Ordinary least squares and instrumental-variables estimators for any outcome and heterogeneity

Myoung Jae Lee, Chirok Han

Research output: Journal PublicationArticlepeer-review

1 Citation (Scopus)

Abstract

Given an exogenous treatment d and covariates x, an ordinary least-squares (OLS) estimator is often applied with a noncontinuous outcome y to find the effect of d, despite the fact that the OLS linear model is invalid. Also, when d is endogenous with an instrument z, an instrumental-variables estimator (IVE) is often applied, again despite the invalid linear model. Furthermore, the treatment effect is likely to be heterogeneous, say, µ1(x), not a constant as assumed in most linear models. Given these problems, the question is then what kind of effect the OLS and IVE actually estimate. Under some restrictive conditions such as a “saturated model”, the estimated effect is known to be a weighted average, say, E{ω(x)µ1(x)}, but in general, OLS and the IVE applied to linear models with a noncontinuous outcome or heterogeneous effect fail to yield a weighted average of heterogeneous treatment effects. Recently, however, it has been found that E{ω(x)µ1(x)} can be estimated by OLS and the IVE without those restrictive conditions if the “propensity-score residual” d − E(d|x) or the “instrument-score residual” z−E(z|x) is used.
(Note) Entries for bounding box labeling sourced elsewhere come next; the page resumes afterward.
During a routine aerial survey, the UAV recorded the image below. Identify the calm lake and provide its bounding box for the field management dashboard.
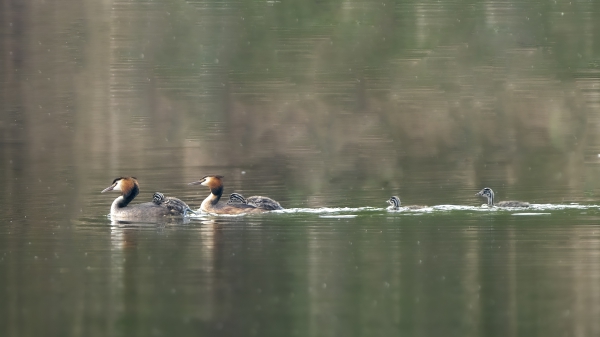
[0,0,600,337]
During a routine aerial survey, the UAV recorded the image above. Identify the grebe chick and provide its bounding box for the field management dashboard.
[100,177,189,219]
[387,195,427,211]
[152,192,196,214]
[188,175,278,214]
[475,187,529,207]
[227,193,283,211]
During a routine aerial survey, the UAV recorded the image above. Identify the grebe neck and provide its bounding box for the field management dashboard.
[113,184,140,208]
[200,185,223,210]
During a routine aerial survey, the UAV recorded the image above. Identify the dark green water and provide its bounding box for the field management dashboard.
[0,0,600,337]
[0,208,600,336]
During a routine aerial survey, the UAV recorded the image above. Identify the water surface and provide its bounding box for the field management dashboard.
[0,0,600,336]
In this article, we review this recent development and provide a command for OLS and the IVE with the propensity- and instrument-score residuals, which are applicable to any outcome and any heterogeneous effect.

Original languageEnglish
Pages (from-to)72-92
Number of pages21
JournalStata Journal
Volume24
Issue number1
DOIs
Publication statusPublished - Mar 2024
Externally publishedYes

Keywords

  • instrument score
  • IVE
  • OLS
  • overlap weight
  • propensity score
  • psr
  • st0740

ASJC Scopus subject areas

  • Mathematics (miscellaneous)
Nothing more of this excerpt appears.